An eczema flare-up is when one or more eczema symptoms appear on the skin. Common triggers of eczema flare-ups include:
- Chemicals found in cleaners and detergents that dry out the skin
- Rough scratchy material, like wool
- Synthetic fabrics
- Raised body temperature
- Temperature changes
- Sudden drop in humidity
- Food allergies
- Animal dander
- Upper respiratory infections
There is no known cure for eczema as of the moment. That is why the goal of treatment for eczema is to relieve and prevent the itching that might lead to infections.
While there are treatment methods for eczema, there is currently no known cure for the disease.

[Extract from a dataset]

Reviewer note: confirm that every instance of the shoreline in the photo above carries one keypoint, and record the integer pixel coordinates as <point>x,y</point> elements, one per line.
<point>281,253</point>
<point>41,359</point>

Some of the more common treatments include lotions and skin creams to keep the skin moist instead of dry and itchy.
Some products that can be bought in drugstores such as hydrocortisone 1% cream are often prescribed to lessen the inflammation. When worse comes to worst, however, and the area becomes infected, doctors can prescribe antibiotics to kill the infection-causing bacteria.
You may also use antihistamines to lessen severe itching. Tar treatments, phototherapy, and cyclosporine are other stronger treatments that are offered to people whose conditions aren’t getting better with the usual treatments.
How to cure eczema
While there is no known cure for eczema, there are ways you can prevent flare-ups from occurring.
- Moisturize your skin at least twice a day. Creams, ointments, and lotions lock in the moisture. Choose a product that is fragrance-free and apply it as soon as you step out of the shower (while your skin is still damp).
- Identify your triggers and avoid them if possible. Things that can cause flare-ups include sweat, stress, obesity, certain soaps, detergent, dust, and pollen. If you can, avoid exposing yourself to these.
- There are also certain types of food that can cause eczema, especially in young children. These include milk, shellfish, chicken, eggs, and nuts.
- Take shorter showers. Limit your showers to 10 to 15 minutes. Showers wash away your body’s natural oils and leave your skin dry. Use warm, not hot, water whenever you bathe.
- Only use gentle soaps. Choose soaps that are made for sensitive and dry skin. Avoid ones that have fragrance and alcohol in them as they can strip away your natural oils and dry your skin out even more.
Other Facts About Eczema
Eczema is a skin condition that has no cure but a lot of potential treatments—however, there are other notable pieces of information about the disease that can be of help in managing it.
- Eczema is hereditary
- The best way to prevent eczema is to consistently moisturize your skin! Moist skin prevents dry skin which is usually where the itches start
- Eczema is more frequently found in children but that doesn’t mean you can’t get it as an adult
Additionally, take note that treatments may or may not have side effects—so make sure that you’re fully knowledgeable with the treatment method that you are going to use before proceeding.
When to see a doctor
See a doctor if you or your child:
- Feel so uncomfortable that the eczema is disrupting your daily life or sleep
- Has a skin infection – this may look like red streaks, pus, yellow scabs
- Continues to experience flare-ups despite trying home remedies
Just like medicine for diabetes, treatments for eczema are now easily accessible to many people. If you ever find yourself having trouble with it or know someone who does, educate yourself or them properly about the disease so it can be properly dealt with.